1998 OPEN FORUM Abstracts

INITIAL EXPERIENCE WITH A RESPIRATORY-THERAPIST ARTERIAL LINE PLACEMENT SERVICE

Daniel D. Rowley, RRT, CPFT, David F. Mayo, RRT, Charles G. Durbin, Jr., MD Surgical Services, University of Virginia Health System, Charlottesville, VA

Introduction: Indwelling arterial lines are often placed in critically ill patients to facilitate frequent blood sampling and for continuous arterial pressure monitoring and manipulation. Surgical housestaff and medical students usually place these lines with a varying degree of efficiency and success.

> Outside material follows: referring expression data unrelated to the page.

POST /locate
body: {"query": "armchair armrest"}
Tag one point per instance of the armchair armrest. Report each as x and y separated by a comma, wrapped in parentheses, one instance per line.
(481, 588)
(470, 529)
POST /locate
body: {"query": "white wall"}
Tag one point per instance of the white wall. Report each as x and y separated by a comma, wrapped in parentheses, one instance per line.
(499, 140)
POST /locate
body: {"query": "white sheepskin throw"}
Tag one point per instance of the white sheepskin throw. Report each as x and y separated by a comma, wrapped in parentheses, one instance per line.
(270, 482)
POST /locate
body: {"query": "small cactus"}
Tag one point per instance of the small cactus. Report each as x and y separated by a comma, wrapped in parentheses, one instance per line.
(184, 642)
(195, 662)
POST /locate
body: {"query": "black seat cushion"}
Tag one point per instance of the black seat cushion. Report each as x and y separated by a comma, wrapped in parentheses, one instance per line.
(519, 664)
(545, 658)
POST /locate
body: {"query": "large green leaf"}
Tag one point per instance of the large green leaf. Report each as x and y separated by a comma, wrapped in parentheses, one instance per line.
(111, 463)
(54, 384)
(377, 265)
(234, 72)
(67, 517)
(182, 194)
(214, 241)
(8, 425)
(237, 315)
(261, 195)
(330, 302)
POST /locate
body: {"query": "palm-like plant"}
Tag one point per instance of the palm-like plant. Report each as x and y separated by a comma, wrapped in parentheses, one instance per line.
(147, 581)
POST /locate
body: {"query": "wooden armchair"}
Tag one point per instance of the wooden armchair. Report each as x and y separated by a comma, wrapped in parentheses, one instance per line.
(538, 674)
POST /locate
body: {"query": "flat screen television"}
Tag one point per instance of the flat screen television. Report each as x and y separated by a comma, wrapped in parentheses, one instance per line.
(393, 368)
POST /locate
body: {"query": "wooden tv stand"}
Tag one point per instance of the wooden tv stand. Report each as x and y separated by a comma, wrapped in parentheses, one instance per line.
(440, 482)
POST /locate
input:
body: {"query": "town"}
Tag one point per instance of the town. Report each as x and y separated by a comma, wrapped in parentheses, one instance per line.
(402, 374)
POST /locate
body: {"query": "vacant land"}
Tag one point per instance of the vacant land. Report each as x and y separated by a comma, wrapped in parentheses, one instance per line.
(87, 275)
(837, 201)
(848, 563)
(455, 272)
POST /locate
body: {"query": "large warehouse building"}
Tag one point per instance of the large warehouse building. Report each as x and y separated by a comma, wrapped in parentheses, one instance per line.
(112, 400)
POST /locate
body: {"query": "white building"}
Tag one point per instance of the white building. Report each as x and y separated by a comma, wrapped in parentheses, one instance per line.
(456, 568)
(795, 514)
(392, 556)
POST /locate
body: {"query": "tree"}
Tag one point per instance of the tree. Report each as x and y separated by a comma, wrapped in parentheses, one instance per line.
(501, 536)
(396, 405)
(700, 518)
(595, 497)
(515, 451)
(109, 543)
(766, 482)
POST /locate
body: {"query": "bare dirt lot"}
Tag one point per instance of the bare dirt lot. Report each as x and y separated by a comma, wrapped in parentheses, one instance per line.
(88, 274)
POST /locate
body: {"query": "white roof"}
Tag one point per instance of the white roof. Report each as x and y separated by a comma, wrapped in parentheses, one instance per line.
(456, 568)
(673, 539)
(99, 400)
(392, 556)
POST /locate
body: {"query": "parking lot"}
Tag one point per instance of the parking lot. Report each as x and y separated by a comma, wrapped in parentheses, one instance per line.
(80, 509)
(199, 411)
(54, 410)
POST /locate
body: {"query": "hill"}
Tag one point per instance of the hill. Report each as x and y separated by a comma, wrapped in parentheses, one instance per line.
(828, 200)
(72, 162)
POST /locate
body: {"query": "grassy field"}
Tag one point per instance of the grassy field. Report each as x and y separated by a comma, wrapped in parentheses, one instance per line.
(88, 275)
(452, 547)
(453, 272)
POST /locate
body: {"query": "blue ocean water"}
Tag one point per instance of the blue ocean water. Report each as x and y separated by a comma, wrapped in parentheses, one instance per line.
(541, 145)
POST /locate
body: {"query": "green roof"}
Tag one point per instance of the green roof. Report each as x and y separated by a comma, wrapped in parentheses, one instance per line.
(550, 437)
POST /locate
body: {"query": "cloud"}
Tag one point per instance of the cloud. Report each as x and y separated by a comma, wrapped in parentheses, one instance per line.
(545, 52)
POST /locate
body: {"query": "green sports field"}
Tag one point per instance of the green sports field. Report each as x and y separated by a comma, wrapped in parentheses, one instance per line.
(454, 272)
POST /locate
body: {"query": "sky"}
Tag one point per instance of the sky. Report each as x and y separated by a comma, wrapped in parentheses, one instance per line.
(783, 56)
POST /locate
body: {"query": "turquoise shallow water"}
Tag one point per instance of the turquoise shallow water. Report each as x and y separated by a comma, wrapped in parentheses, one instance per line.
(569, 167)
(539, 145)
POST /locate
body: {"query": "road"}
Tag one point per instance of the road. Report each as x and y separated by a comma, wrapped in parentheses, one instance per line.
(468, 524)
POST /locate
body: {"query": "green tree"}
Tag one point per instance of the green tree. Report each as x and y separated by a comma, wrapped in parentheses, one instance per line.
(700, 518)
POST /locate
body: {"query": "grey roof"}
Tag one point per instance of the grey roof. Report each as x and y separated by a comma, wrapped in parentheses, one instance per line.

Methods: In order to improve efficiency and quality of line placement, 11 respiratory care practitioners (RCPs) completed a competency program for arterial catheterization and stabilization. Success in the educational program consisted of demonstration of cognitive and psychomotor skills and included use of subcutaneous local anesthesia and securing the line with surgical sutures. Following completion of the program, timeliness and quality data was collected on all arterial lines placed by RCPs. Success rate and complications were determined for 71 arterial cannulations attempted by RCPs.

Results:

Arterial Site # Attempts # Successful

Radial 60 57

Dorsal Pedal 11 11

Successful on: # Lines Cumulative %

First Attempt 57 81

Second Attempt 6 89

Third Attempt 5 96

Never 3 (4%)

Arterial Site Comments

Radial

Dorsal Pedal 8 in Burned Patients

Successful on: Comments

First Attempt

Second Attempt 2 MDs, 4 RCPs

Third Attempt 2 MDs, 3 RCPs

Never

Overall success rate for RCP placement was 90%. There were no significant hematomas, local infections, neurologic deficits, skin lesions, or distal emboli related to line placements. Several lines were inadvertently removed accidentally by agitated patients without complications. In addition to the primary line placements described above, several existing lines that became dysfunctional were successfully replaced by RCPs using the Seldinger (catheter-over-a-wire) technique. The average time required for line insertion was 15 minutes, 90% of catheters were placed in less than 30 minutes.

Conclusions: RCPs can easily learn to safely and effectively place and suture indwelling arterial lines in critically ill patients. RCPs may provide a cost effective alternative to physician placement.

The 44th International Respiratory Congress Abstracts-On-DiskĀ®, November 7 - 10, 1998, Atlanta, Georgia.